Duell zweier angeschlagener Mannschaften

HANDBALL ⋅ Der KTV Altdorf wartet noch immer auf den ersten Saisonsieg. Im Heimspiel gegen Stäfa winkt nun die Chance, diese Durststrecke endlich zu beenden.
06. Oktober 2017, 08:43

Im Vorfeld der Saison 2017/18 wurden die Lakers aus Stäfa von allen Experten zu den Hauptanwärtern auf den Meistertitel in der NLB und damit den Direktaufstieg ins Oberhaus gezählt. Bisher sind die Zürcher, die morgen Abend (18.00) in der Feldli-Arena in Altdorf gastieren, diesen Vorschusslorbeeren allerdings alles andere als gerecht geworden.

Pedja Milicic wurde freigestellt

Nach den Auftaktsiegen gegen Stans und Yellow Winterthur begann es beim NLA-Absteiger zu kriseln. Stäfa kassierte in der dritten Runde gegen den Aussen­seiter Siggenthal eine überraschende 22:28-Niederlage. Vor Wochenfrist kam es gar noch schlimmer für den vermeintlichen Spitzenklub. Er musste eine 31:34-Heimblamage gegen Birsfelden hinnehmen. Nach vier Runden nimmt Stäfa mit der mageren Ausbeute von vier Punkten lediglich die siebte Tabellenposition ein.

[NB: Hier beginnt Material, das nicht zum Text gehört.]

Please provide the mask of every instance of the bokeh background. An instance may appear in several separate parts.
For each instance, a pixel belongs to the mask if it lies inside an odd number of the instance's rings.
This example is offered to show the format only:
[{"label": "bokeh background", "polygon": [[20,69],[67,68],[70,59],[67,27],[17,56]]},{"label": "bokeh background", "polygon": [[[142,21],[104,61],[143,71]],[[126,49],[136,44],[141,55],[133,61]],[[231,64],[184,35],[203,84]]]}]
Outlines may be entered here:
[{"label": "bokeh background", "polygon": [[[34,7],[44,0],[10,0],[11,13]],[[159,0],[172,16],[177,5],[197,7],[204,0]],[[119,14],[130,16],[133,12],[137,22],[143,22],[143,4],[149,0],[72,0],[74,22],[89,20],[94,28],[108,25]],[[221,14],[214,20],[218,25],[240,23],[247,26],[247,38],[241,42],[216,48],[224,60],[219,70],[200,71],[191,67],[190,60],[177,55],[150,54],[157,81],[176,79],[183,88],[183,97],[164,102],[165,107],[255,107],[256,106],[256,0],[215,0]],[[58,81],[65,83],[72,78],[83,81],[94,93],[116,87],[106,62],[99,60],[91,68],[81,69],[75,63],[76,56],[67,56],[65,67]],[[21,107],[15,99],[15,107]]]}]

Inzwischen hat die Vereinsleitung Konsequenzen gezogen. Cheftrainer Pedja Milicic wurde freigestellt. Nun soll Thomas Schmidt, der vorübergehend die Hauptverantwortung übernimmt, die Lakers wieder auf Kurs bringen.

Altdorf braucht mehr Konstanz

Die Altdorfer treffen morgen auf einen angeschlagenen Gegner. Sowohl gegen Siggenthal als auch gegen Birsfelden litten die Stäfner unter fehlender Leistungskonstanz. In beiden Partien brachen sie in der Schlussviertelstunde richtiggehend ein. Mit dem gleichen Problem hatten auch die Urner zu kämpfen. Sie boten sowohl dem Tabellendritten Möhlin als auch dem Vierten Kadetten Schaffhausen lange Paroli, verscherzten sich jedoch durchaus mögliche Punktgewinne mit verkorksten Darbietungen in der Schlussphase. Altdorf spielte in beiden Partien phasenweise sehr stark, konnte das Niveau jedoch nicht halten.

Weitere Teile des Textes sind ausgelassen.